Ponad 2 metry wysokości mogą osiągać niektóre odmiany lilii, m.in., takie rodzaje tych kwiatów można było podziwiać w czasie weekendu w Kieleckim Centrum Kultury. 32. Wystawę Lilii odwiedziło mnóstwo mieszkańców Kielc. Państwo Barbara i Bolesław Iwanowie przyszli w konkretnym celu, chcieli znaleźć nowe gatunki, które zasadzą w swoim ogrodzie.
– Mamy różne ich rodzaje i sobie porównujemy. Decyzję o tym, którą odmianę posadzimy, zostawiam żonie. Ja jestem od dbania o trawę i wykonywania poleceń – żartował pan Bolesław.

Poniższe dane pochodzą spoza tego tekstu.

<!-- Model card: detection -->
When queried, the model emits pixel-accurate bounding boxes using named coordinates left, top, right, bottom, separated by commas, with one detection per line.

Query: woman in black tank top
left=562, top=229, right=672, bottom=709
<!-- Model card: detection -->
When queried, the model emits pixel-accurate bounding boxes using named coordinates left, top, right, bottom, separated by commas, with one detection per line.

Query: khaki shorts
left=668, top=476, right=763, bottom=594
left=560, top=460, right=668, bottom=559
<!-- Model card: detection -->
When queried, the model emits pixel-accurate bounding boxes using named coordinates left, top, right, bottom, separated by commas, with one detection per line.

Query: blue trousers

Zbigniew Kwiatkowski z Ostrowca Świętokrzyskiego na swojej działce ma bardzo różne gatunki kwiatów, ale nie ukrywa, że wśród ulubionych są właśnie lilie. Zaletą tych roślin jest to, że są dość łatwe w hodowli, wrażenie robią również ich piękne kolory. Jak mówi Zbigniew Kwiatkowski to idealne kwiaty do uprawy.
– Lilie są wdzięczne, kwitną nawet do dwóch miesięcy. Powinny mieć ziemię lekko kwaśną i sadzimy je głęboko. Najlepiej, by cebulka była przykryta 20-centymetrową warstwą gleby. Czasem słyszę, że wystarczy 3-centymetrową, zapewniam, że to za mało - radził Zbigniew Kwiatkowski.
W tym roku lilii jest mniej niż zwykle, bowiem zaszkodziła im pogoda. Kwietniowe przymrozki oraz deszczowy maj sprawiły, że wiele cebulek tych roślin zostało zniszczonych. Lilie można rozmnażać też z nasion, ale część odmian w ten sposób w ogóle nie wyrośnie, a te, którym się to uda, będą bardzo różne kolorystycznie.
Jak mówi Zbigniew Kwiatkowski, ze 100 nasion z jednej rośliny nie uda się uzyskać dwóch lilii o takich samych kwiatach.